Straight Travel

日々読む本についての感想です。
特に好きな村上春樹さん、柴田元幸さんの著書についてなど。

サリンジャー氏のご冥福をお祈りします。

2010-02-01 | 柴田元幸
本日(2010.2.1)の朝日新聞の朝刊に柴田元幸さんが「サリンジャー氏を悼む」という表題で寄稿されています。

サリンジャーさんは御年91歳だったそうです。「ライ麦畑~」の中でホールデンが「いい本とは、読み終えてすぐその作家に電話をかけたくなるような本だ。」という意味の台詞を話しますが、もし電話番号を手に入れられたとしても、もう永遠にサリンジャー氏の肉声を聞ける機会はなくなってしまいました。
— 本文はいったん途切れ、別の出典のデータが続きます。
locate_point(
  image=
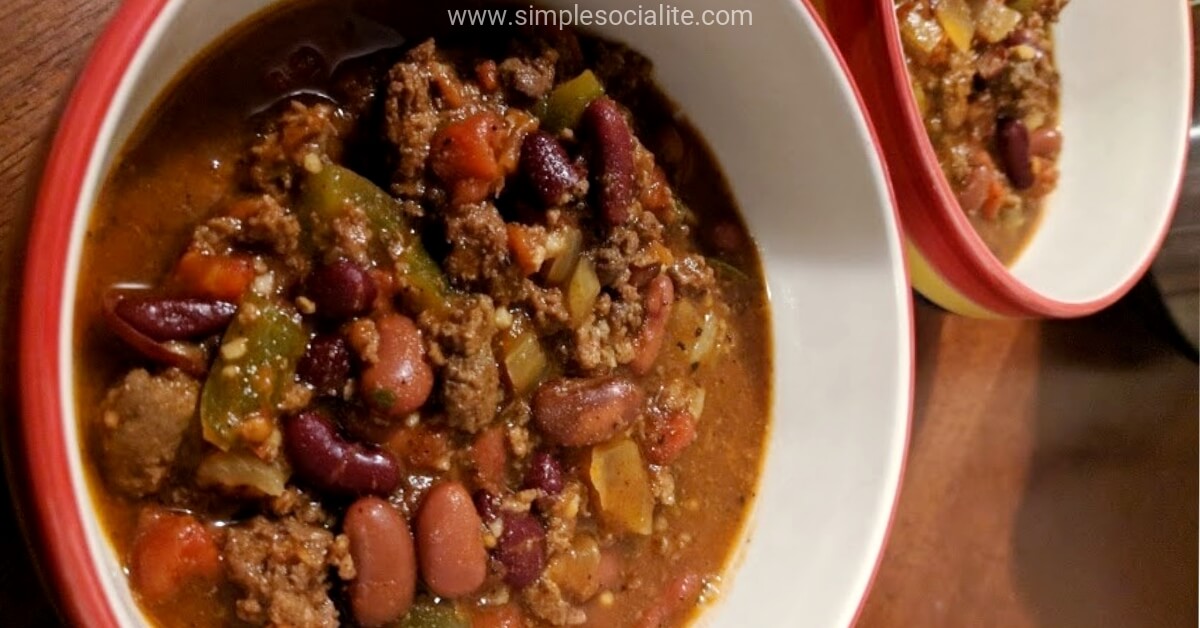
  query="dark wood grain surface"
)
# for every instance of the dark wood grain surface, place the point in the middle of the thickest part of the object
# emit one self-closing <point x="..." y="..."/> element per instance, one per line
<point x="1053" y="477"/>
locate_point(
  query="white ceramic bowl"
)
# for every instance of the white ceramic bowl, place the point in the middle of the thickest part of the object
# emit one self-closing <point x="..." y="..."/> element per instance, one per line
<point x="796" y="147"/>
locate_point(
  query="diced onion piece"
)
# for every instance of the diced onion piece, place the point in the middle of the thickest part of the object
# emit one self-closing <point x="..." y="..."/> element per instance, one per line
<point x="241" y="470"/>
<point x="696" y="404"/>
<point x="525" y="362"/>
<point x="955" y="18"/>
<point x="996" y="21"/>
<point x="918" y="33"/>
<point x="622" y="486"/>
<point x="706" y="341"/>
<point x="582" y="292"/>
<point x="563" y="253"/>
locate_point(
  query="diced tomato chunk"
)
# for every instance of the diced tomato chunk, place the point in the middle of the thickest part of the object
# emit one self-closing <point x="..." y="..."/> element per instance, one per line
<point x="463" y="156"/>
<point x="171" y="550"/>
<point x="215" y="276"/>
<point x="667" y="436"/>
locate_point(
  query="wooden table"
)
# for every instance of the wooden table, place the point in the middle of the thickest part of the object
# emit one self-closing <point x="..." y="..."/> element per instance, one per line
<point x="1053" y="471"/>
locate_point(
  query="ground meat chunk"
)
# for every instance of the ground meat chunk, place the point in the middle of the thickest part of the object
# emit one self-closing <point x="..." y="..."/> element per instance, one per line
<point x="145" y="420"/>
<point x="479" y="247"/>
<point x="291" y="144"/>
<point x="258" y="222"/>
<point x="532" y="78"/>
<point x="461" y="346"/>
<point x="693" y="276"/>
<point x="607" y="340"/>
<point x="471" y="389"/>
<point x="281" y="568"/>
<point x="546" y="600"/>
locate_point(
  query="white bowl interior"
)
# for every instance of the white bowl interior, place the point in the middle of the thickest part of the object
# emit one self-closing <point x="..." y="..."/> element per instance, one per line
<point x="809" y="180"/>
<point x="1126" y="105"/>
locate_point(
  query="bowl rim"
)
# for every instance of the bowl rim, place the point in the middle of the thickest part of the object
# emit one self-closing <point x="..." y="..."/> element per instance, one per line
<point x="943" y="234"/>
<point x="53" y="521"/>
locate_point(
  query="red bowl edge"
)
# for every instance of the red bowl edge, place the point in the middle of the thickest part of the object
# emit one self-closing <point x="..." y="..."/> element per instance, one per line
<point x="868" y="34"/>
<point x="58" y="530"/>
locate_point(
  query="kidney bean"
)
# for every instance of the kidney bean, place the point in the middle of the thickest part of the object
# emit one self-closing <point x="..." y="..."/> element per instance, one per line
<point x="975" y="191"/>
<point x="679" y="593"/>
<point x="585" y="412"/>
<point x="325" y="365"/>
<point x="545" y="473"/>
<point x="487" y="504"/>
<point x="659" y="297"/>
<point x="342" y="289"/>
<point x="521" y="549"/>
<point x="334" y="465"/>
<point x="175" y="318"/>
<point x="401" y="380"/>
<point x="613" y="160"/>
<point x="1013" y="144"/>
<point x="384" y="561"/>
<point x="549" y="169"/>
<point x="450" y="543"/>
<point x="1045" y="142"/>
<point x="186" y="357"/>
私が初めて「ライ麦畑でつかまえて」を読んだのは20代前半です。
その時は「いい本だな」とは思ったのですが、すでに社会人だった(大人の領域に入っていた)ため、「10代に読んだほうがもっとその後の生き方を変えかねないように、心にずんときただろうな」とも感じました。
今思うと、野崎さん訳のホールデンは「べらんめえ」口調なので「大人はわかってくれない」的少年の匂いが強かったのだろうと思います。
03年に出版されている村上さん訳の翻訳は「いい家庭の子」的な口調ホールデンなのでまた印象が違います。
現代の10代の人たちは村上さん訳ホールデンをどう感じて読んでいるのでしょうか。

柴田さんは記事の中で「(サリンジャーが時代を超えて読み継がれているのは)ありていにいえば、自分がいまここにこうして在ることへの違和感・いらだちといった、むろん若者にありがちではあれ、決して若者占有ではない相当に一般的な思いが、「キャッチャー」や「ナイン・ストーリーズ」のせわしない、自意識過剰気味の語りを通して伝わってくるのではないか。」と語っています。

サリンジャーの作品は「若者のため」のものだけではない。「キャッチャー・イン・ザ・ライ」、また再読してみようかなと思います。これから読む方は読後に柴田さん・村上さん共著の「サリンジャー戦記」もあわせて読むのもおすすめです。

しかし、あれほどの作品を残された方が、家の中で何も書かずにいたとは正直考え難いので、何かしらの文章を書かれていたのではないでしょうか?
もしあれば当然各出版社の激しい争奪戦でしょうね。(ちょっと不謹慎かな・・・)
今後サリンジャー氏のほかの作品が発表されるのか、気になります。